Friday, August 26, 2005

news from Eden: establishing a routine and words of encouragement

Now that I have established some sort of routine at the parish, I have figured out when in my schedule I can devote time to blogging. I’ve learned that there are gaps in one’s ministerial schedule when one is either not visiting the sick, or attending meetings, or preparing for a talk or a homily, or not counseling someone–-and those are times when I can spend the time on carefree blogging.

And this is one of those times.

I continue to be heartened by the faith of the parishioners here. Just the other day I brought the Sacrament to one of our homebound parishioners.

The things he had been through with his health, his various operations, the medications, the night sweats, the assaults on his faith, yet the plods on, not giving up on his prayers, and certainly not giving up on God.

And there I was just absorbing everything he said–not contributing much, as goodness knows, there hasn’t been anything in my life that can possibly equal what he has gone through.

For the first time in my young priestly ministry I felt inadequate, with nothing really to offer to someone with a towering faith like this man.

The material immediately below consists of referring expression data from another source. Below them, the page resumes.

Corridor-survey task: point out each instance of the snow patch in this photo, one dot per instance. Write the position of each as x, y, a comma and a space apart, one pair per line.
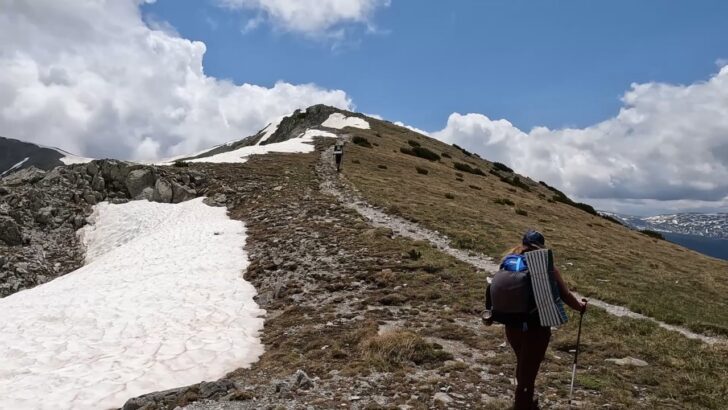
14, 167
300, 144
270, 129
71, 159
161, 303
340, 121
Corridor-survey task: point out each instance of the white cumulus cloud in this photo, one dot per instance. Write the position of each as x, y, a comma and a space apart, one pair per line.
311, 17
92, 77
668, 143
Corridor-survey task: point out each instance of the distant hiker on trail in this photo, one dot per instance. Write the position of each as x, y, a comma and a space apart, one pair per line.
526, 296
338, 153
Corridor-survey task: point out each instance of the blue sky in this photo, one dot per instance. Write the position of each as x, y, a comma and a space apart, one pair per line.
550, 63
621, 104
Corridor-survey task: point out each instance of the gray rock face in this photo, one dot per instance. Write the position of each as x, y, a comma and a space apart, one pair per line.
138, 180
181, 193
24, 176
41, 211
162, 191
10, 232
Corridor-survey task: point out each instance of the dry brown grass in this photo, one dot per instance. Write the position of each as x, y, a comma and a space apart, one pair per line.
598, 258
395, 349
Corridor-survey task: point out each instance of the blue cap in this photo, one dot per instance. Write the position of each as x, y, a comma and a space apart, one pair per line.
534, 238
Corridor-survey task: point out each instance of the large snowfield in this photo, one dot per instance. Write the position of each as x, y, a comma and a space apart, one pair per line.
301, 144
160, 303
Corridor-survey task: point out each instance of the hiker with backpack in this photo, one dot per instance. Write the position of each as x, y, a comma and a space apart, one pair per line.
338, 153
526, 296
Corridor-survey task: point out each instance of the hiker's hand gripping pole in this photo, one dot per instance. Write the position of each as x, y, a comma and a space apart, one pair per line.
576, 354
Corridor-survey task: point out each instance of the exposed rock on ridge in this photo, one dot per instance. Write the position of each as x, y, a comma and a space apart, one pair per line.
41, 211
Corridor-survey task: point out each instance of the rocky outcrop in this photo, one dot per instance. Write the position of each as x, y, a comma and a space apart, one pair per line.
40, 212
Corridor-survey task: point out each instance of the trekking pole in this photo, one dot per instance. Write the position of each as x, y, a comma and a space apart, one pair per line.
576, 354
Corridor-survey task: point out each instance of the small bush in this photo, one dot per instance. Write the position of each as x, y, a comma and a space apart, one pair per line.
414, 254
502, 167
652, 233
516, 182
612, 219
504, 201
361, 141
421, 152
464, 151
467, 168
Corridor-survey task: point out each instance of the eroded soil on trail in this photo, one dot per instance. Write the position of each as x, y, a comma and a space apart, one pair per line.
362, 316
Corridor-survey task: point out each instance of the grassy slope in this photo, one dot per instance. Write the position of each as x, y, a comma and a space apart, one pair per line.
597, 257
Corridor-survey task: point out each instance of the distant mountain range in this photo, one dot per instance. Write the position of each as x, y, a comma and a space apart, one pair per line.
16, 155
713, 226
705, 233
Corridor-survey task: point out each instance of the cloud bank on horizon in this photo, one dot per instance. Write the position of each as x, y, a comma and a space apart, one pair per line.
94, 78
667, 144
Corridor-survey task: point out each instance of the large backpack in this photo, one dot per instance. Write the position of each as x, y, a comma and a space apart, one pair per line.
509, 295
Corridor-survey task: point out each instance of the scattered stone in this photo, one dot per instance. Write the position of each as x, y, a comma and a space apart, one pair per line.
303, 381
10, 232
443, 398
627, 361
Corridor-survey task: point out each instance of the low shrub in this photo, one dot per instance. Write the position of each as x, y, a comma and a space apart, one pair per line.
502, 167
398, 348
504, 201
467, 168
361, 141
516, 182
612, 219
652, 233
414, 254
420, 152
464, 151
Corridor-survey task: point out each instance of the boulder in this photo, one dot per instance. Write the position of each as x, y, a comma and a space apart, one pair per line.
162, 191
181, 193
138, 180
92, 168
98, 183
10, 232
45, 215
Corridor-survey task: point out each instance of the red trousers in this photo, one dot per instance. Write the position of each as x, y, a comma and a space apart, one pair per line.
530, 348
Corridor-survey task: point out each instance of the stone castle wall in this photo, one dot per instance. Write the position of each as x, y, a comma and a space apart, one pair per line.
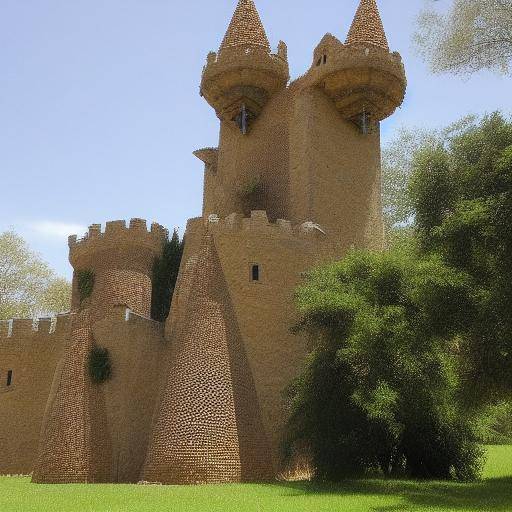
122, 261
32, 357
99, 433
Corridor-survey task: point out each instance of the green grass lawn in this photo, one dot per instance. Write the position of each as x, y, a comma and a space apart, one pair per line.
493, 493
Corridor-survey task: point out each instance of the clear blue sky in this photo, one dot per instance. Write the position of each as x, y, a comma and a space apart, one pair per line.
100, 108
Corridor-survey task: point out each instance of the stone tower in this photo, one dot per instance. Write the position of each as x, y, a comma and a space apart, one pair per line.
294, 182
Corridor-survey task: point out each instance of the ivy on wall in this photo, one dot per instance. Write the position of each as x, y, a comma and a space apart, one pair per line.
100, 366
165, 274
85, 281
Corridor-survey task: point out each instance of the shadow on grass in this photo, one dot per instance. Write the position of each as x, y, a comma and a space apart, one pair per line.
493, 494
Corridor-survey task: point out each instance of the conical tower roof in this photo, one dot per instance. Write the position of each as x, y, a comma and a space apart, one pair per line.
367, 26
245, 28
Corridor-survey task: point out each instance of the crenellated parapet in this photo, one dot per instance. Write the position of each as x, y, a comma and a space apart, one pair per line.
24, 329
116, 234
120, 262
258, 222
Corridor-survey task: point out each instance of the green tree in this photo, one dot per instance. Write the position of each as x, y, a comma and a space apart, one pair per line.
381, 385
28, 287
462, 196
165, 275
472, 35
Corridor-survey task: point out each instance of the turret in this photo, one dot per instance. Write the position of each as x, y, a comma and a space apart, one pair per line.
239, 80
115, 267
366, 82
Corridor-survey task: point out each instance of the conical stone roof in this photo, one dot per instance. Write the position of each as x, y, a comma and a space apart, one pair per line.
245, 28
367, 26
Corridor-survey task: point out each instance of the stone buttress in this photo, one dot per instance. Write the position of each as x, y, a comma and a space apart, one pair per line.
208, 428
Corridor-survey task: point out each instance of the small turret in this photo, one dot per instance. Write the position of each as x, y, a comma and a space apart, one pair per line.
119, 264
366, 81
239, 80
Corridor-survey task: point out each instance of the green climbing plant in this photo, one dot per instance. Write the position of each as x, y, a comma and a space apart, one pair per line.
100, 366
165, 275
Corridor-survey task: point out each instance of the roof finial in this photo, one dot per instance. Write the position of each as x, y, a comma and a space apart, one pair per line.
367, 26
245, 28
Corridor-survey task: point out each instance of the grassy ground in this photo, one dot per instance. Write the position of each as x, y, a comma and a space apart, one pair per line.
493, 493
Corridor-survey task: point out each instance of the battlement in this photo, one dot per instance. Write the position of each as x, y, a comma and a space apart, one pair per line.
258, 223
21, 329
117, 234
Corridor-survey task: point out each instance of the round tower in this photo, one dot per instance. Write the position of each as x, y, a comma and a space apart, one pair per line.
115, 267
364, 79
239, 80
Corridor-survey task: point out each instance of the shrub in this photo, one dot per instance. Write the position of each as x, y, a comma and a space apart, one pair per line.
165, 275
380, 391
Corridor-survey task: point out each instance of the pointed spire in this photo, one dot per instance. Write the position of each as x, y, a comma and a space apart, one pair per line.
367, 26
245, 28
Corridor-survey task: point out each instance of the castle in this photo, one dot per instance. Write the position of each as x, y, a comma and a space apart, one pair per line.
294, 182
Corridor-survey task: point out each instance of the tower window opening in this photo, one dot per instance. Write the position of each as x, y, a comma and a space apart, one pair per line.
255, 273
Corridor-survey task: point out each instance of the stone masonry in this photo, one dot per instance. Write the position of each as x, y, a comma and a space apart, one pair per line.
294, 182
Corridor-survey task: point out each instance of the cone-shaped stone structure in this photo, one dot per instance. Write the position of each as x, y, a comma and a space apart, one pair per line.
209, 428
245, 28
367, 28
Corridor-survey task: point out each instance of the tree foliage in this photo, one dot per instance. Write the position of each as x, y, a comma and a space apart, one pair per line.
462, 195
165, 275
28, 287
472, 35
397, 166
380, 390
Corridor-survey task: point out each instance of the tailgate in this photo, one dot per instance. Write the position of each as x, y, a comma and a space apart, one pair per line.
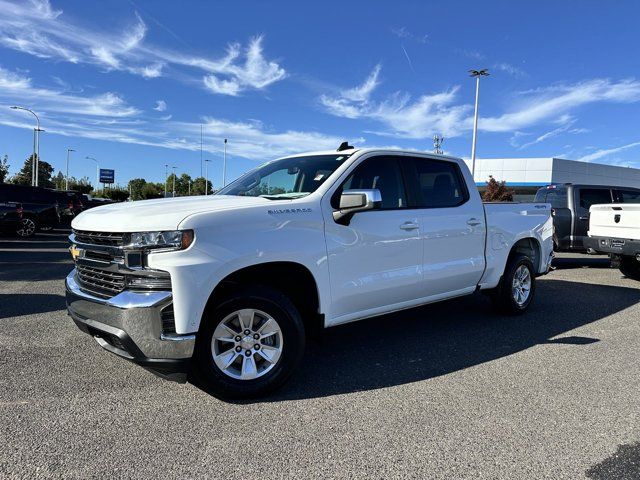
618, 220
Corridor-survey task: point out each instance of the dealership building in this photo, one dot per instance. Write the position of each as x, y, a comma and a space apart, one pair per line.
526, 175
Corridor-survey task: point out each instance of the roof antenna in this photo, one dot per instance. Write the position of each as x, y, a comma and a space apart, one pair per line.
344, 146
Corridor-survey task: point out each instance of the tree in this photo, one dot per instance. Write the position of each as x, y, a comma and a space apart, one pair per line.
136, 187
198, 186
4, 168
497, 191
83, 185
23, 177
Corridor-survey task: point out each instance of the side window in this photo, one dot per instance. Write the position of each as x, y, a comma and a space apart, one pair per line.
557, 197
594, 196
382, 173
441, 184
629, 196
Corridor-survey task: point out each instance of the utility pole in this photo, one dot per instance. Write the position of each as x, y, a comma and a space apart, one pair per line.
66, 178
437, 144
224, 165
477, 74
36, 145
166, 176
206, 177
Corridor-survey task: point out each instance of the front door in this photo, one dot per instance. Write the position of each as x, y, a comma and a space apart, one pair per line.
375, 261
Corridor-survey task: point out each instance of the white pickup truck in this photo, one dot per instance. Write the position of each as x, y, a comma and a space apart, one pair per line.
227, 285
615, 229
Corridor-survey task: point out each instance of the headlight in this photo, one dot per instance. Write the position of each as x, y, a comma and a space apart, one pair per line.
175, 240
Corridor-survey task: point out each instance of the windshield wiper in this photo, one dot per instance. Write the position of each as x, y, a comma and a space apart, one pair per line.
285, 196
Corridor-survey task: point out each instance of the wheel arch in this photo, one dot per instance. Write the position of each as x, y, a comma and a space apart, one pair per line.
293, 279
529, 246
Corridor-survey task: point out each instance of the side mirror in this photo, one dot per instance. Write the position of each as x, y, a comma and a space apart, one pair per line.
354, 201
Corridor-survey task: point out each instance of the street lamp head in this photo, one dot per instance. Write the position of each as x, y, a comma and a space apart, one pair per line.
479, 73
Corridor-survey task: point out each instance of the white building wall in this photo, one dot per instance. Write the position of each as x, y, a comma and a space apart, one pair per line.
542, 171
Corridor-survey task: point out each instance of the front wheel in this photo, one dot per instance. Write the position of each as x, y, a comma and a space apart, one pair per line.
517, 287
630, 267
26, 228
249, 344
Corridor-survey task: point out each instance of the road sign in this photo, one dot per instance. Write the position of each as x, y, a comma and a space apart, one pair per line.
107, 176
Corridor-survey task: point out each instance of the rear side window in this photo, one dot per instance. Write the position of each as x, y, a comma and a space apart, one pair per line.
594, 196
440, 183
557, 197
629, 196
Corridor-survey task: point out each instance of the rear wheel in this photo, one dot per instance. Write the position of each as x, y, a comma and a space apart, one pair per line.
249, 344
517, 287
630, 267
26, 227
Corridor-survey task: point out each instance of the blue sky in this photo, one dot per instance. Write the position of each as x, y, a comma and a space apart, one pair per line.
130, 82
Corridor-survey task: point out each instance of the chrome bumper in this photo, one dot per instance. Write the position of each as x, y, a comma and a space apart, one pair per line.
129, 325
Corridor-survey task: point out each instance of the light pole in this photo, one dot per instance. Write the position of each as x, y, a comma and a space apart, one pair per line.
166, 177
97, 170
206, 177
224, 165
477, 74
36, 145
66, 178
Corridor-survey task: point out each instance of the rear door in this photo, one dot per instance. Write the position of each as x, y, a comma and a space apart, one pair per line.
584, 198
452, 224
622, 195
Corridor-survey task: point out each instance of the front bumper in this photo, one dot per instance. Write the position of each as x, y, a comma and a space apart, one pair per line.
613, 246
129, 325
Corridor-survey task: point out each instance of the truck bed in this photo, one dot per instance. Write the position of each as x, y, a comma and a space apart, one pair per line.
616, 220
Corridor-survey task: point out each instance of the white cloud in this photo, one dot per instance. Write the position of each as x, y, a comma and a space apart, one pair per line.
544, 104
398, 113
608, 151
401, 115
510, 69
15, 88
108, 117
37, 29
161, 106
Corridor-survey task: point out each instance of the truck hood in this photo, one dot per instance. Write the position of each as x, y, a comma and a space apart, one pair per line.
160, 214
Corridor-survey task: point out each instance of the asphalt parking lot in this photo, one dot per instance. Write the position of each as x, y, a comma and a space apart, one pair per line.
444, 391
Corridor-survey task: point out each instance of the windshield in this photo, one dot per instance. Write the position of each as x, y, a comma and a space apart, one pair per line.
285, 179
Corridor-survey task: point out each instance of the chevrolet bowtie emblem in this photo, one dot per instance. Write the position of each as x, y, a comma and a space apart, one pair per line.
75, 252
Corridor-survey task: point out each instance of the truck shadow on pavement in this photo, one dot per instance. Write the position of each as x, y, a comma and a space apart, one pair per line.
563, 263
439, 339
18, 304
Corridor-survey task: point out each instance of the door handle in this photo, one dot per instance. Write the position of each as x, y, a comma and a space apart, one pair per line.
409, 226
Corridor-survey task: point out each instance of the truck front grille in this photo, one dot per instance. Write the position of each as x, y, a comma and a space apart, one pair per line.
99, 238
100, 282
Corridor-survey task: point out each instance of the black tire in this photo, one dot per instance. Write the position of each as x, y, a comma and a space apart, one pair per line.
630, 267
26, 227
281, 309
503, 295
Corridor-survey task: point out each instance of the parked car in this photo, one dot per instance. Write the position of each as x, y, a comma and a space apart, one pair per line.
614, 229
40, 209
231, 282
570, 209
10, 217
70, 203
90, 202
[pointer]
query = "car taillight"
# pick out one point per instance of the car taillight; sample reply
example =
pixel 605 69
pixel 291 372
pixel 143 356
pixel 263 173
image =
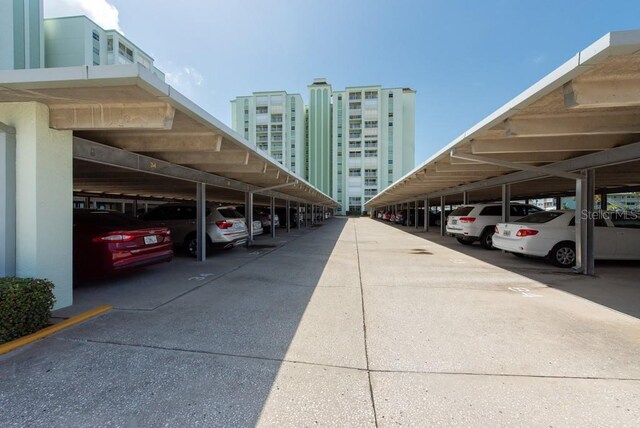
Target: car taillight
pixel 114 237
pixel 526 232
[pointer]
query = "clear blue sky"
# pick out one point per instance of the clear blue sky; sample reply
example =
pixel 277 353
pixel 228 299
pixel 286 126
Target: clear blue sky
pixel 464 58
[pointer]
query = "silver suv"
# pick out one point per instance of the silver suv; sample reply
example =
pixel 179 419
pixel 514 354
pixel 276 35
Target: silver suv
pixel 470 223
pixel 226 228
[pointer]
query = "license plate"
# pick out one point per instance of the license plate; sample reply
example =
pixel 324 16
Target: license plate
pixel 153 239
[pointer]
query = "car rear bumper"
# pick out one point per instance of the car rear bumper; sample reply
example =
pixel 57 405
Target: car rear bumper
pixel 521 246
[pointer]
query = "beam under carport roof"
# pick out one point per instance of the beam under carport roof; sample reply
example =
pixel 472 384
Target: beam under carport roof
pixel 126 107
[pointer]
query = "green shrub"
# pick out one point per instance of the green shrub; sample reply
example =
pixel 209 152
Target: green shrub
pixel 25 306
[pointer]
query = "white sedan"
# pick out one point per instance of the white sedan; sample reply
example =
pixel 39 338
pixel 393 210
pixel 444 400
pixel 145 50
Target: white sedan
pixel 552 234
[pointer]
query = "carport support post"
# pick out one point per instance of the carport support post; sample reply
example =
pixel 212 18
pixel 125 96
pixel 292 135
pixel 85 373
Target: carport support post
pixel 506 203
pixel 248 212
pixel 426 215
pixel 201 233
pixel 7 201
pixel 585 223
pixel 443 226
pixel 287 208
pixel 273 217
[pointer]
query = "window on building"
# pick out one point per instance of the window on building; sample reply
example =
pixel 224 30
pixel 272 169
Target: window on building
pixel 96 48
pixel 125 51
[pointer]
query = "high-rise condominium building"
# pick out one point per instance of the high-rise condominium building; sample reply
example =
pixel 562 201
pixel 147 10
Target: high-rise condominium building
pixel 274 122
pixel 351 144
pixel 373 142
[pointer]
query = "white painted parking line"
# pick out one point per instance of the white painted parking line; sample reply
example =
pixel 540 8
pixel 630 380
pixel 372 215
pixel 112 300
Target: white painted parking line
pixel 200 277
pixel 525 292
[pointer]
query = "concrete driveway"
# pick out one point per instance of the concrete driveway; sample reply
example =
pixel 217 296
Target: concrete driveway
pixel 354 323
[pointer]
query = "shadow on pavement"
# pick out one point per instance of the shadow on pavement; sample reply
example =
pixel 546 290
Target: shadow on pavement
pixel 615 284
pixel 191 351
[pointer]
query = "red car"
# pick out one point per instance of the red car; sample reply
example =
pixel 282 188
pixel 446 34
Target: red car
pixel 108 241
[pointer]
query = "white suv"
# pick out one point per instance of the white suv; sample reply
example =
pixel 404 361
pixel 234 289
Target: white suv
pixel 226 227
pixel 470 223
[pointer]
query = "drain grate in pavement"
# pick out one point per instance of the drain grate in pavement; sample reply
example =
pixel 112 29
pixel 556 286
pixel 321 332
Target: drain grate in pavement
pixel 420 251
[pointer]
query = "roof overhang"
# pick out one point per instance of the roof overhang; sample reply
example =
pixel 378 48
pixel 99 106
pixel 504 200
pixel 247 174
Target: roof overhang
pixel 126 107
pixel 587 106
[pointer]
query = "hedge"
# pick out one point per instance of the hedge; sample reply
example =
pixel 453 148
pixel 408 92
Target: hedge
pixel 25 306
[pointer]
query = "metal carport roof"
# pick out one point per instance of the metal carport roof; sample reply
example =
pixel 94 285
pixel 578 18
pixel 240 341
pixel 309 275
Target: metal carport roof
pixel 135 117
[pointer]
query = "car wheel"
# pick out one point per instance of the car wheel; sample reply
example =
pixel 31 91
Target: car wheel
pixel 563 254
pixel 486 239
pixel 191 245
pixel 463 240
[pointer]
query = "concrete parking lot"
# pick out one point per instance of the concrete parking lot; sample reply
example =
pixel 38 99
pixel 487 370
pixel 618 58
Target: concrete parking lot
pixel 353 323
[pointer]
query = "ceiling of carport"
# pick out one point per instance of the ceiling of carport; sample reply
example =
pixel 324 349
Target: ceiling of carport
pixel 128 108
pixel 590 104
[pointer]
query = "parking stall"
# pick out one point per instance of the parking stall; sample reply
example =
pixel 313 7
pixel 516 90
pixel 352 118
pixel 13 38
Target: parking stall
pixel 575 134
pixel 120 137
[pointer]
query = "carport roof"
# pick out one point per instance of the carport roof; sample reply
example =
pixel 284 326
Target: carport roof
pixel 126 107
pixel 584 114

It's actually something that I have started to think a few weeks ago, with meeting all the various ministers, staff, personnel, parishioners--all of whom exemplary individuals. And here I am assigned to serve them. What can I possibly offer?

After he received the Sacrament, he told me that he has something for me. Knowing that I am just recently ordained he took out a book and turned to a letter written by Mother Teresa to one of her priest-friends.

And so he read a portion of it to me:

You have said ‘yes’ to Jesus and He has taken you at your word. The Word of Jesus became Jesus-poor. And so this terrible emptiness you experience. God cannot fill what is full—He can only fill your emptiness—deep poverty—and your ‘yes’ is the beginning of your becoming empty. It is not how much we really ‘have’ to give—but how empty we are—so that we can receive fully in our life and let Him live His life in us.

There was a long pause after he stopped and I took all the words in. After a few moments we said bye.

After hearing those words, and after being with him, driving back to the rectory, I felt unexpectedly buoyed.